L’usage du cannabidiol dans le champ addictologique
Le CBD est de plus en plus étudié dans le champ des addictions. Bien sûr, il a d’abord fait l’objet d’études dans l’addiction au cannabis. Ces études ont cherché à voir dans quelle mesure le CBD pouvait être utilisé en « substitution » au cannabis, sur le modèle de ce qui existe dans le domaine des opioïdes, avec l’utilisation des traitements de substitution comme la méthadone ou la buprénorphine. Dans cette utilisation particulière, en l’absence de THC associé, le CBD ne semble pas particulièrement efficace pour favoriser l’arrêt ou la réduction de l’usage de cannabis2. L’association THC/CBD en revanche, semble prometteuse dans une perspective de substitution4.
Les perspectives thérapeutiques du CBD pourraient avoir une application particulière dans la dépendance à l’alcool. Dans des modèles animaux d’alcoolodépendance, l’administration de CBD permet de diminuer la consommation d’alcool et de réduire les niveaux d’anxiété5. Par ailleurs, le CBD permet de diminuer les processus d’atteinte hépatique liée à l’alcool et pourrait également limiter, par ses propriétés de neuroprotection,
les atteintes cérébrales et cognitives de l’alcool chez les sujets atteints d’alcoolodépendance. En France, une importante étude nationale a fait l’objet d’un financement par le ministère de la Santé. Cette étude, baptisée CARAMEL (Cannabidiol for Reducing the use of Alcohol and Modyfying the Effects of alcohol on the Liver and the brain), sera menée en parallèle à Lille et à Lyon, et elle devrait démarrer courant 2020.
Le cannabidiol traité comme «stupéfiant»
Le CBD extrait des plants de cannabis contient généralement moins de 1% de THC associé.

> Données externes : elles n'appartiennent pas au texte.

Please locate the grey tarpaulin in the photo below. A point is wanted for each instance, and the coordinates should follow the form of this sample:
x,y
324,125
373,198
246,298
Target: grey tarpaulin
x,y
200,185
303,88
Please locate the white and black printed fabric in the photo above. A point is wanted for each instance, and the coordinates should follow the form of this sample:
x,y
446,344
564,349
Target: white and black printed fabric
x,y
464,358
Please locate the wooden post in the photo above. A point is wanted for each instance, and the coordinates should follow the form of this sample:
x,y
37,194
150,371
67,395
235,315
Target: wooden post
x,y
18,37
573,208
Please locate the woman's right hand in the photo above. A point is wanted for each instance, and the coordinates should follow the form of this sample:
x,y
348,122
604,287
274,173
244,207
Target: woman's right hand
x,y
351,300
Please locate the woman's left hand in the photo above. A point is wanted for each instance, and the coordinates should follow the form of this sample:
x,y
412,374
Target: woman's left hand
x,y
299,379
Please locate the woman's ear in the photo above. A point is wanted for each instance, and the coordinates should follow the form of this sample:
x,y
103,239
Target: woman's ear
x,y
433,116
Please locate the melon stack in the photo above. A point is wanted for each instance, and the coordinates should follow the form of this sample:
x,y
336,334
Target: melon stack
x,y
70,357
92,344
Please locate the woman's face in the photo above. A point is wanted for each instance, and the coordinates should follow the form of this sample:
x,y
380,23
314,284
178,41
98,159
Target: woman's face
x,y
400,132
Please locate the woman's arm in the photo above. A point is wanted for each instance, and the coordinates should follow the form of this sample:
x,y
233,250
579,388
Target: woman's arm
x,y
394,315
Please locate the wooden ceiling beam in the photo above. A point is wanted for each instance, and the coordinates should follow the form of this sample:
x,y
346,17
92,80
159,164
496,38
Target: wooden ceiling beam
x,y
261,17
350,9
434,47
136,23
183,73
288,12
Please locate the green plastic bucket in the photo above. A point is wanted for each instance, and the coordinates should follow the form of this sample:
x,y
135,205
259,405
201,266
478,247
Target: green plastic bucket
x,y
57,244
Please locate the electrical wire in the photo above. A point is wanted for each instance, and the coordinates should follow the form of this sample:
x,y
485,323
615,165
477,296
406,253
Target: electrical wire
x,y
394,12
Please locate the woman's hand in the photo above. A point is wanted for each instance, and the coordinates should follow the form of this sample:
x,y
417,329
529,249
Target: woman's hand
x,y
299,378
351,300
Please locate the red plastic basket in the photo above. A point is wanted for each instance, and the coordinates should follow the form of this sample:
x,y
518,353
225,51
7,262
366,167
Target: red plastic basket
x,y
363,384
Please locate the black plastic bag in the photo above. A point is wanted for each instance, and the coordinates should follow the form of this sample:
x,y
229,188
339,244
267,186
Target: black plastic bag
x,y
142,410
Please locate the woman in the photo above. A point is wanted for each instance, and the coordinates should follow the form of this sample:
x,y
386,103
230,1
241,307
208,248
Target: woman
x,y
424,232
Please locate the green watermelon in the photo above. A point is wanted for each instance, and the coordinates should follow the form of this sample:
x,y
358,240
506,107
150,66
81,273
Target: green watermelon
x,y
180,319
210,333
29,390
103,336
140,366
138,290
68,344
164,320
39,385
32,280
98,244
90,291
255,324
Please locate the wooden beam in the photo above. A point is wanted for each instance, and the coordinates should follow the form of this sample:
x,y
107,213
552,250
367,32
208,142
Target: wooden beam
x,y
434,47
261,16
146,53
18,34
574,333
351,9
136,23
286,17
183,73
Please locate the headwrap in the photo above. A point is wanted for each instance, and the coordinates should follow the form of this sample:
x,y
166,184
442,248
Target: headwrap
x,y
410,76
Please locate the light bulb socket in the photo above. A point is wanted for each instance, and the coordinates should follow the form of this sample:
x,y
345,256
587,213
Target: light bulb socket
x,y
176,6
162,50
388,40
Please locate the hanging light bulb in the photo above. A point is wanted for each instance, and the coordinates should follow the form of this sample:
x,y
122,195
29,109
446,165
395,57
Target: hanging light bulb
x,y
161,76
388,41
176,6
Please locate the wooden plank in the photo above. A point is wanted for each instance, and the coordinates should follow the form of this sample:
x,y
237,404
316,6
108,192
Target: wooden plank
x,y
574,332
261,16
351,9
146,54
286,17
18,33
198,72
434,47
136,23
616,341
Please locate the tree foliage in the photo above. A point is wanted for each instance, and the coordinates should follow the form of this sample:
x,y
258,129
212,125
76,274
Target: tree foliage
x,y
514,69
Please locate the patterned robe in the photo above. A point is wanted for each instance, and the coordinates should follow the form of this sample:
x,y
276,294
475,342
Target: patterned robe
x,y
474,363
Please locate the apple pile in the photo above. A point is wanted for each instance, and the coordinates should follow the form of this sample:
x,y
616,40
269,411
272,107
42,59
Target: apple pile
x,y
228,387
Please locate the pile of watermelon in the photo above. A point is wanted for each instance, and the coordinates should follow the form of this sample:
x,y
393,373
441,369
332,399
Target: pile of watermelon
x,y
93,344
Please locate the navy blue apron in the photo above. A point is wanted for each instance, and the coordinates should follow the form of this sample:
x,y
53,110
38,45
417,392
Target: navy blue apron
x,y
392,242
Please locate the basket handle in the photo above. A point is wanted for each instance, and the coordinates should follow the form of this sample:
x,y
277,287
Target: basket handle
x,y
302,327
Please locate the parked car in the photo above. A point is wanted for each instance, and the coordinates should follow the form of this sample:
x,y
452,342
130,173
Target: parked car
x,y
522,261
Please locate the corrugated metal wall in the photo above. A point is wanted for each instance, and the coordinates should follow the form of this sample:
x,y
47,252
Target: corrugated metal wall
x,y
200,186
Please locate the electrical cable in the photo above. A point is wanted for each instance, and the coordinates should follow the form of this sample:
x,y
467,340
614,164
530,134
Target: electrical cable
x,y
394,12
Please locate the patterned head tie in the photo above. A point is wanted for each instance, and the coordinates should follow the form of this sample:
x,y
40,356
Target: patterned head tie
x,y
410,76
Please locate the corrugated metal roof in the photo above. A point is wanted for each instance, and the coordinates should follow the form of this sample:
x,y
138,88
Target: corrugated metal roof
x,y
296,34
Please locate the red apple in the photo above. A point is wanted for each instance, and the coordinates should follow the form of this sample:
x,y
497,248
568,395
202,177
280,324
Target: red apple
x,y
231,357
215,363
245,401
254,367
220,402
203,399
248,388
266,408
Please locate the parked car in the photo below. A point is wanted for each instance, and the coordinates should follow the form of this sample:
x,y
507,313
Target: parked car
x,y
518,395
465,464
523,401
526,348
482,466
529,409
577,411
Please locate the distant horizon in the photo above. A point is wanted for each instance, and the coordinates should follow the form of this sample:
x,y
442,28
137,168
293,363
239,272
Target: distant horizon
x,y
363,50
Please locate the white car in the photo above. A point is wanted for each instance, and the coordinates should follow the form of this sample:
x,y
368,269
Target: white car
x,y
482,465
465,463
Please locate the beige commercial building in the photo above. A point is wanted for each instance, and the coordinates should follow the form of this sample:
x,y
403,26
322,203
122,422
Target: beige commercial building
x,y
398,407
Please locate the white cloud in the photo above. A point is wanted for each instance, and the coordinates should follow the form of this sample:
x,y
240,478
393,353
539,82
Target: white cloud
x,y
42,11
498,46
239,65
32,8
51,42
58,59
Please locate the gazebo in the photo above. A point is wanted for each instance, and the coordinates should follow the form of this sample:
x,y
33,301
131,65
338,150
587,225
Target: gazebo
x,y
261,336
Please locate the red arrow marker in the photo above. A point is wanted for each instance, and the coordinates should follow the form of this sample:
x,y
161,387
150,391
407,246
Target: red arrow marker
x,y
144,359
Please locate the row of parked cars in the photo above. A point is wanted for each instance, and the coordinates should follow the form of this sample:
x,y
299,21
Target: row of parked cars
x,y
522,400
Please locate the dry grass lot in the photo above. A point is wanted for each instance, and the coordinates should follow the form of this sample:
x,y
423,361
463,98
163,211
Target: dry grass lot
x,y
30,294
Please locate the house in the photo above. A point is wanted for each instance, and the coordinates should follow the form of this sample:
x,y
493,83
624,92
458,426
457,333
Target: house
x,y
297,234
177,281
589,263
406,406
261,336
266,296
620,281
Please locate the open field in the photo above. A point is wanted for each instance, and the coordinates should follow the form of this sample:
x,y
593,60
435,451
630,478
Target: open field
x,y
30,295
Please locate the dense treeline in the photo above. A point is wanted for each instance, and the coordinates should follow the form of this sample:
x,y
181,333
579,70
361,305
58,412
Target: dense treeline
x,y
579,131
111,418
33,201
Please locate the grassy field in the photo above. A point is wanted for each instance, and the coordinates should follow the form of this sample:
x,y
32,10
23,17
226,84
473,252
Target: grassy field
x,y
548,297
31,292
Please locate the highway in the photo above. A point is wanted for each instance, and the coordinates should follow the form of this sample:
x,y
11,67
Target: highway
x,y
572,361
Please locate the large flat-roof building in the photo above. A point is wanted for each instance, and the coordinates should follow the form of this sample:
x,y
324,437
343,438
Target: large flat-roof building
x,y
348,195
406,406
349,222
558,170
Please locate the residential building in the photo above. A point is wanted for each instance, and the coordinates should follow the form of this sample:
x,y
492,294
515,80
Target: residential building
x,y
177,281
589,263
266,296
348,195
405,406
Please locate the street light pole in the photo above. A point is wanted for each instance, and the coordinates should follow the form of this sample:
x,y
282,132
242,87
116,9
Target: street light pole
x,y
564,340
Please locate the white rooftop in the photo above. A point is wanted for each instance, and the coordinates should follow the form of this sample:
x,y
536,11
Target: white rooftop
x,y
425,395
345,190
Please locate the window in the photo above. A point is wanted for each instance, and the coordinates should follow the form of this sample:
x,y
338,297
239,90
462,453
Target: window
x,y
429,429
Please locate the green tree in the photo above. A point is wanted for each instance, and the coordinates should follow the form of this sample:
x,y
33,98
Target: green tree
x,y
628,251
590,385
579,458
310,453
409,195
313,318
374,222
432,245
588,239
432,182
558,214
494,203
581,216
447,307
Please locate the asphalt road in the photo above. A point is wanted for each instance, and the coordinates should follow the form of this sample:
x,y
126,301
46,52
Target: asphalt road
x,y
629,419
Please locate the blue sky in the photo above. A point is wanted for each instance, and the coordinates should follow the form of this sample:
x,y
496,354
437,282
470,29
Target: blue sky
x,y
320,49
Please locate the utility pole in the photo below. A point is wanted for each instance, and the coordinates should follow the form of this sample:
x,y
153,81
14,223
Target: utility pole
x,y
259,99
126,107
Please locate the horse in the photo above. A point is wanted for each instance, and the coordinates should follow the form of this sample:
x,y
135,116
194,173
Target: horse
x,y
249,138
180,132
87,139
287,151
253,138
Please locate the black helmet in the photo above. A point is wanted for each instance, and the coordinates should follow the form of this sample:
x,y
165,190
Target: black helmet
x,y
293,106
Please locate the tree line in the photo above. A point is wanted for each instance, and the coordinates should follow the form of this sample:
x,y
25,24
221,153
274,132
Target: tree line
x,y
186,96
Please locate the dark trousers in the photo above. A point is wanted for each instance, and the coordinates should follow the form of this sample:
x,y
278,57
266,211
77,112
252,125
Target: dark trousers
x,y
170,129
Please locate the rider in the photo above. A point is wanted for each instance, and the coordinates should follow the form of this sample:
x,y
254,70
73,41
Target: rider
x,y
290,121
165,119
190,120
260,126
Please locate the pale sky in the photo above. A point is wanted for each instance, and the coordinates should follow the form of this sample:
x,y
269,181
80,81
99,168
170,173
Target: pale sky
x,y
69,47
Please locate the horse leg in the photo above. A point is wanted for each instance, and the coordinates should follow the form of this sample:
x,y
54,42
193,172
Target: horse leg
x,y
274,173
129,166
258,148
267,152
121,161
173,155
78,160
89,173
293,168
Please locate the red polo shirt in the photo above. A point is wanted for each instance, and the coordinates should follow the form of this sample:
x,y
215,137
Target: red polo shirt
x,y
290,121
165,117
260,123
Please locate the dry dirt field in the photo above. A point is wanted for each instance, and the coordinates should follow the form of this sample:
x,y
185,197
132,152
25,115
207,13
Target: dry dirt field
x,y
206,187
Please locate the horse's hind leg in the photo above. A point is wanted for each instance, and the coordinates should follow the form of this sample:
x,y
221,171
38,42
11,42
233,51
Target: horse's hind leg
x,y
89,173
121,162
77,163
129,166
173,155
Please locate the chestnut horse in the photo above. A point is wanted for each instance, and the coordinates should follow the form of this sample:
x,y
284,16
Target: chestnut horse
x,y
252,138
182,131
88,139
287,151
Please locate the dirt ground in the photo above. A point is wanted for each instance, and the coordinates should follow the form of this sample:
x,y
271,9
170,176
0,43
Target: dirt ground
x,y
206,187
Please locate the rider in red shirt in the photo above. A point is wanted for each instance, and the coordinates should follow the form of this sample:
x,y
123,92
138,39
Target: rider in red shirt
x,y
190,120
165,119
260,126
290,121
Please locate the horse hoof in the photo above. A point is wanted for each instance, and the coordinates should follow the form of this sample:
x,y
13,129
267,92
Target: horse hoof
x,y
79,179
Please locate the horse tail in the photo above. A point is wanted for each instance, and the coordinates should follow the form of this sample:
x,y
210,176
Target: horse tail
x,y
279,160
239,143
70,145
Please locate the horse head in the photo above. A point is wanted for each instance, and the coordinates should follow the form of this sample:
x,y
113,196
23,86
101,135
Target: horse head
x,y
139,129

C’est suffisant pour qu’il soit considéré comme un stupéfiant. Alors qu’il est assez facilement accessible en vente libre en magasins spécialisés ou sur Internet, le CBD fait également l’objet d’une procédure réglementaire dans le cadre de son autorisation de mise sur le marché comme médicament des épilepsies réfractaires, sous le nom commercial d’Epidiolex®. Dans cette perspective, l’Agence nationale du médicament et des produits de santé (ANSM) considère que « les conditions de prescription et de délivrance devront donc respecter la réglementation des stupéfiants »6. Cette décision est particulièrement étonnante car le CBD a montré un très faible potentiel d’abus en population clinique7, constat qui est conforme à ses propriétés pharmacologiques évoquées plus haut.
Le CBD semble payer le prix de son origine. Bien qu’il n’ait pas d’activité psychoactive similaire à celle du THC et qu’il n’entraîne pas de risque addictif connu à ce jour, il est décrit par certains médias comme un « cannabis light » et traité comme stupéfiant par l’ANSM. Cette méfiance, injuste au vu du profil pharmacologique et clinique du produit, risque de ralentir les recherches et l’accessibilité
de la molécule pour les patients concernés.
Elle n’existe pas dans de nombreux autres pays qui ont fait le choix de considérer le CBD comme une molécule de faible niveau de risque, avec un potentiel thérapeutique élevé.